B. Remand And Review Procedures
As explained above, Sonn is entitled to amend her complaint so as to join Fran Mahon as a defendant in lieu of the previously named Diane "Doe." By virtue of that amendment, this court no longer has subject matter jurisdiction, and the action must therefore again be remanded to the Supreme Court of State of New York, Kings County. See 28 U.S.C. § 1447(c).
A district court's order to remand an action to state court "is not reviewable on appeal or otherwise ...." Id. § 1447(d). However, for the reasons explained below, I will stay the order of remand for a sufficient time to allow Wal-Mart to lodge any objections it may have to this decision with the district judge assigned to this case.

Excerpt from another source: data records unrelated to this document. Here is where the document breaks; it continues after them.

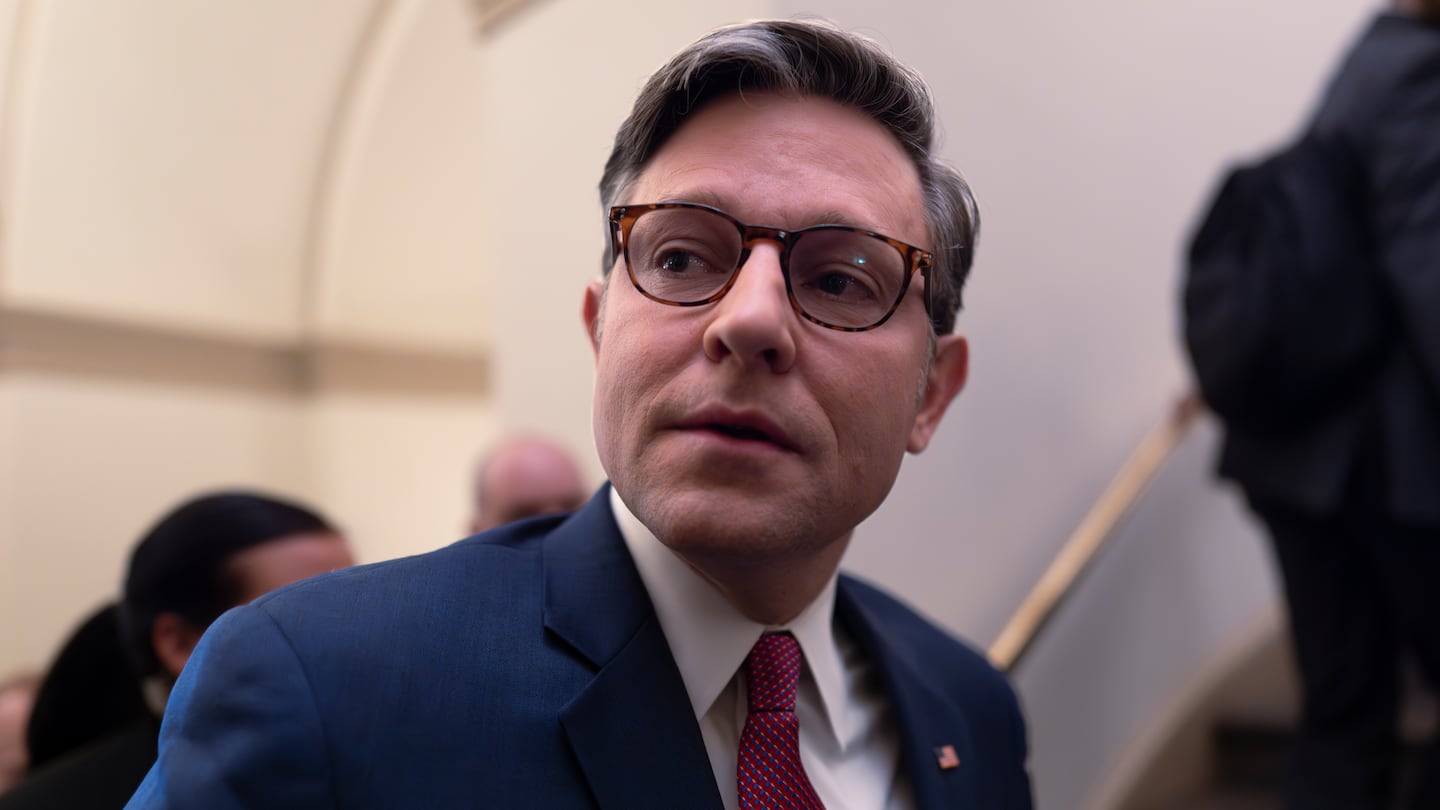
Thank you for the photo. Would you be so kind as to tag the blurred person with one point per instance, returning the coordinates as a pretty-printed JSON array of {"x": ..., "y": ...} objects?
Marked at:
[
  {"x": 526, "y": 477},
  {"x": 1314, "y": 322},
  {"x": 16, "y": 699},
  {"x": 772, "y": 333},
  {"x": 205, "y": 557},
  {"x": 90, "y": 692}
]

My authority as a magistrate judge to enter an order remanding the case to state court derives from 28 U.S.C. § 636(b)(1)(A). See Meier v. Premier Wine & Spirits, Inc., 371 F. Supp.2d 239, 241-44 (E.D.N.Y. 2005). The same statutory provision that empowers me to enter such an order, however, also allows a district judge to "reconsider any pretrial matter under this subparagraph ... where it has been shown that the magistrate judge's order is clearly erroneous or contrary to law." 28 U.S.C. § 636(b)(1)(A); see also Fed. R. Civ. P. 72(a). Courts in other jurisdictions have held that the more specific law pertinent to pretrial orders by magistrate judges controls. As a result, notwithstanding the removal statute's general proscription of appellate or other "review," a district judge may "reconsider" a magistrate judge's remand order if the latter is clearly erroneous or contrary to law. See, e.g., Robinson v. Cheetah Transp., 2006 WL 1453036 (W.D. La. May 17, 2006) (citing cases).

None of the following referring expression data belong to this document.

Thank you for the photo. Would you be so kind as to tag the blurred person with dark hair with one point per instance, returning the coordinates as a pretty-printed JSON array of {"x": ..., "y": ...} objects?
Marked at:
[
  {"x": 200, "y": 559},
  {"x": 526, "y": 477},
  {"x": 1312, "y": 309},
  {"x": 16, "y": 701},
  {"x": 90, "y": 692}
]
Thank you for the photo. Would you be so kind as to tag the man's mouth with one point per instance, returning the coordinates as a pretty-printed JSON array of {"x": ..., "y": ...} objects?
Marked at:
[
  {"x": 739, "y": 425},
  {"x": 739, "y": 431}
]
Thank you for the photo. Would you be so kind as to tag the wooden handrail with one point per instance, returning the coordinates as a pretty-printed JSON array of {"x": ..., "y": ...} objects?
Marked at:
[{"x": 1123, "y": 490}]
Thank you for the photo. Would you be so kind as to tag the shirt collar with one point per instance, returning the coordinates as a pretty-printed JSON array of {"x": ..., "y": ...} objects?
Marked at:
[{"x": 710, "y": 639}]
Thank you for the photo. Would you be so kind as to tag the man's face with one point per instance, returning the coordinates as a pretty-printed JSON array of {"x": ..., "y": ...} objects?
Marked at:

Wal-Mart will be denied the opportunity to seek such reconsideration if the remand I now order takes immediate effect. I therefore stay the order of remand sua sponte for a period of time sufficient for Wal-Mart to file any objections it may have. Under the pertinent rules, a stay until September 19, 2006, will accomplish that purpose. See Fed. R. Civ. P. 72(a) (requiring objections to a magistrate judge's order to be filed within 10 days); Fed. R. Civ. P. 6(a) (computation of time). Should Wal-Mart actually pursue such relief, it may of course apply to me or to the district judge for a further stay pending resolution of its objections.
For the reasons set forth above, I grant plaintiff Evelyn Sonn's motion to amend her complaint so as to join Fran Mahon as a defendant in lieu of the previously named Diane "Doe." As a result of that amendment, this court no longer has subject matter jurisdiction; I therefore respectfully direct the Clerk to enter an order remanding this case to the Supreme Court of State of New York, Kings County. Finally, in order to afford defendant Wal-Mart sufficient time to file a motion for reconsideration of this order by the assigned district judge, I stay this order until September 19, 2006.